The classic example is a numeric range that you can loop over without ever materializing an array:
const range = {
start: 1,
end: 5,
[Symbol.iterator]() {
let current = this.start;
const last = this.end;
return {
next() {
return current <= last
? { value: current++, done: false }
: { value: undefined, done: true };
},
};
},
};
for (const n of range) {
console.log(n);
}
Output:
1
2
3
4
5
A subtle but important detail: Symbol.iterator returns a new iterator object on every call, with its own current counter. That is what lets you loop over the same range twice and start fresh each time.
Tip: Keep the iterable (the object with
Symbol.iterator) separate from the iterator (the object withnext()). Reusing a single counter across loops causes the secondfor...ofto find an already-exhausted iterator and produce nothing.
How for…of and spread consume an iterable
Every iteration-aware feature speaks the same protocol under the hood. Once range is iterable, all of these just work:
console.log([...range]); // spread into an array
console.log(Array.from(range)); // explicit conversion
const [first, second] = range; // array destructuring
console.log(first, second);
// Spread also flows into function calls
console.log(Math.max(...range));
Output:
[ 1, 2, 3, 4, 5 ]
[ 1, 2, 3, 4, 5 ]
1 2
5
Behind the scenes, for...of is roughly equivalent to manually calling Symbol.iterator and looping on next():
const iterator = range[Symbol.iterator]();
let result = iterator.next();
while (!result.done) {
console.log(result.value);
result = iterator.next();
}
This is exactly why implementing the protocol once unlocks the entire family of consuming syntaxes at no extra cost.
Bridging to generators
Writing iterators by hand is verbose: you juggle state in a closure and carefully shape { value, done } objects. Generators are syntactic sugar that produces protocol-compliant iterators automatically. A generator function (function*) returns an object that is both an iterator and iterable, and each yield becomes a next() step.

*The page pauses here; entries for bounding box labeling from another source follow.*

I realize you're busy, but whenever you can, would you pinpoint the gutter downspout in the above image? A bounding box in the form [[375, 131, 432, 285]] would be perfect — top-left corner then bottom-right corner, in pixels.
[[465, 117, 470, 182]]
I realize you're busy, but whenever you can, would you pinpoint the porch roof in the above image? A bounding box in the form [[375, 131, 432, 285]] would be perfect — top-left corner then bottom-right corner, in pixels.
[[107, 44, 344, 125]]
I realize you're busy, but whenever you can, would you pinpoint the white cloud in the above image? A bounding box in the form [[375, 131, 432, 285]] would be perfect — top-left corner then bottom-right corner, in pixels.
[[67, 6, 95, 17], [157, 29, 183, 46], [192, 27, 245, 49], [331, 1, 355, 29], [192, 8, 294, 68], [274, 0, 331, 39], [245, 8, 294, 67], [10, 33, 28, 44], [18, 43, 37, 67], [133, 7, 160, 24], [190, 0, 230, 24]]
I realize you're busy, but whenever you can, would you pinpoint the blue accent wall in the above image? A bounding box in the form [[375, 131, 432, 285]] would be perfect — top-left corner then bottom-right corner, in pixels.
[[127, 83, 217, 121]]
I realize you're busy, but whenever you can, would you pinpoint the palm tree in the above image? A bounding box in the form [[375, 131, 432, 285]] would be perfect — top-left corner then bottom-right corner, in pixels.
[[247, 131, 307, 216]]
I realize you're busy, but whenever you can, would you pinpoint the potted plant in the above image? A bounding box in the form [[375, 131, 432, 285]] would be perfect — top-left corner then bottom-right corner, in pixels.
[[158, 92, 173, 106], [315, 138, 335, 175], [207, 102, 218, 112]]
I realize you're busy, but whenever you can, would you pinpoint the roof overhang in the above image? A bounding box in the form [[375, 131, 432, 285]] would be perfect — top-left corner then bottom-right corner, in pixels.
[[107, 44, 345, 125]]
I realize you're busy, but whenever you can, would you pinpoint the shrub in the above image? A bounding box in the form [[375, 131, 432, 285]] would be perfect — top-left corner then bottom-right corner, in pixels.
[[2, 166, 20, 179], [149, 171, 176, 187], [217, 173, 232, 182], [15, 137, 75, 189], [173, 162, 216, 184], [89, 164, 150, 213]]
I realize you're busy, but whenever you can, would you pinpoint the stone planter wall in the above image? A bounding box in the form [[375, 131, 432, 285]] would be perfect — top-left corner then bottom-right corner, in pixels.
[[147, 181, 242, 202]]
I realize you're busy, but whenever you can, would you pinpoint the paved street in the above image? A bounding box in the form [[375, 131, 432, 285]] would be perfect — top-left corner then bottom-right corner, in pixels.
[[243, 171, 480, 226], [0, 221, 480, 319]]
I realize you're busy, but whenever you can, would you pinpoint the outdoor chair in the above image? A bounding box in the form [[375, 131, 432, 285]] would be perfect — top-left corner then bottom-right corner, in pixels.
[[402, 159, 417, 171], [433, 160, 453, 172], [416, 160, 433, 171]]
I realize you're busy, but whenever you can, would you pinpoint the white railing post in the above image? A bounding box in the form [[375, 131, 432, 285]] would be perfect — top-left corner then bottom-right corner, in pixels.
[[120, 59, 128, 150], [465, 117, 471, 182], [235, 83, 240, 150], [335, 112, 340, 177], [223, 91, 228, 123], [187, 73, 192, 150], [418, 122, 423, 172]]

The same range, rewritten as a generator, collapses to a few lines:
function* range(start, end) {
for (let n = start; n <= end; n++) {
yield n;
}
}
console.log([...range(1, 5)]); // [ 1, 2, 3, 4, 5 ]
Output:
[ 1, 2, 3, 4, 5 ]
You can even use a generator method as the Symbol.iterator of an object to make it iterable with almost no boilerplate. For most real code, reach for generators first and only hand-roll an iterator when you need precise control over the returned object.
Best Practices
- Return a fresh iterator from
Symbol.iteratoreach time so the iterable can be looped over more than once. - Always include
done: trueon the terminating result; an iterator that never reportsdonecreates an infinite loop. - Prefer generators (
function*) over manualnext()implementations — they are shorter and harder to get wrong. - Keep the iterator’s state local (in a closure or the generator frame), not on the shared iterable object.
- Use
for...of, spread, and destructuring to consume iterables rather than indexing — they work on any iterable, not just arrays. - Remember that
for...initerates object keys, whilefor...ofuses the iterator protocol; they are not interchangeable.